Big technology companies are reportedly seeking relaxation in the requirements for parental consent outlined in the Digital Personal Data Protection Act of 2023. This law mandates that platforms must obtain “verifiable consent” from a parent or legal guardian before processing the personal data of users under the age of 18. This provision has sparked concerns about unintended consequences to digital inclusion, privacy, and children”s safety.
During public consultations on the bill, the provision regarding parental consent was a contentious issue. While the provision has been enacted, major tech companies are anticipated to engage with the government to discuss potential exemptions and methods of implementation.
Some industry insiders believe that the requirement for verifiable parental consent could have negative impacts. They argue that it might expose both children and parents to risks and burdensome tasks, such as submitting identification documents to multiple apps with varying security practices. They view this approach as overregulation and not an effective way to address safety concerns.
The law also includes sections prohibiting the tracking and behavioural monitoring of children, as well as targeted advertising aimed at them. However, executives are concerned that these prohibitions could inadvertently block certain child safety features. Behavioural data tracking combined with artificial intelligence models is currently used by some platforms to protect children from unknown adults and predators.

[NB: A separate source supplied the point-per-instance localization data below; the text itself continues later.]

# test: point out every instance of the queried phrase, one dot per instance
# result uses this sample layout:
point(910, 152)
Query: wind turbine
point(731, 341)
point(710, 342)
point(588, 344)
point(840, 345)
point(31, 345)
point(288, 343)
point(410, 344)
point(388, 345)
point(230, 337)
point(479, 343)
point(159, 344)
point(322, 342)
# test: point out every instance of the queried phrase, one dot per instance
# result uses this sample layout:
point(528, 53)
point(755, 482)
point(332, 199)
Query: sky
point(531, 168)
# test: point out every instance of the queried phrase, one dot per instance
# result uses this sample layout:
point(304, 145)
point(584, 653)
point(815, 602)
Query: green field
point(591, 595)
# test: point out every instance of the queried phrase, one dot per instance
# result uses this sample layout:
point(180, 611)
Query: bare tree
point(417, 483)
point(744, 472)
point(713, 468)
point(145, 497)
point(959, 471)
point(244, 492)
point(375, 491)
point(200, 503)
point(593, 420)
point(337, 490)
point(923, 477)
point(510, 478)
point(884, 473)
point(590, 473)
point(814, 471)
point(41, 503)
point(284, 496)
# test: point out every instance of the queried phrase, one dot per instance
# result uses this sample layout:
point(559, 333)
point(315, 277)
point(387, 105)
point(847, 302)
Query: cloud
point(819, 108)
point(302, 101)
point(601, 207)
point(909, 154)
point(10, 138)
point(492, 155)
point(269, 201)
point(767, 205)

Critics argue that a blanket ban on monitoring and targeted advertising could disable these safety functionalities and expose children to irrelevant or inappropriate advertisements. They also contend that verifiable parental consent might hinder young people”s empowerment and hinder their ability to effectively use technology, particularly impacting girls who might have unequal access to information and communications technology.
Moreover, the requirement for verifiable parental consent is seen by some as contradictory to privacy laws” fundamental objective of data minimisation. Collecting extensive personal data, such as ID proofs to verify age and parent-child relationships, is viewed as contrary to the principles of privacy protection.
Notably, the government introduced a clause in the final version of the bill that could potentially exempt certain categories of platforms from the consent requirement. However, a government official clarified that social media platforms are unlikely to qualify for such an exemption due to their lack of know-your-customer processes and widespread anonymous usage.
As the tech industry navigates these regulations, companies are reviewing the implications for their operations and users. During public consultations, some stakeholders suggested lowering the minimum age for data processing consent to 16 years, aligning with laws in other jurisdictions. In the US and the UK, individuals over the age of 13 can provide consent for personal data processing.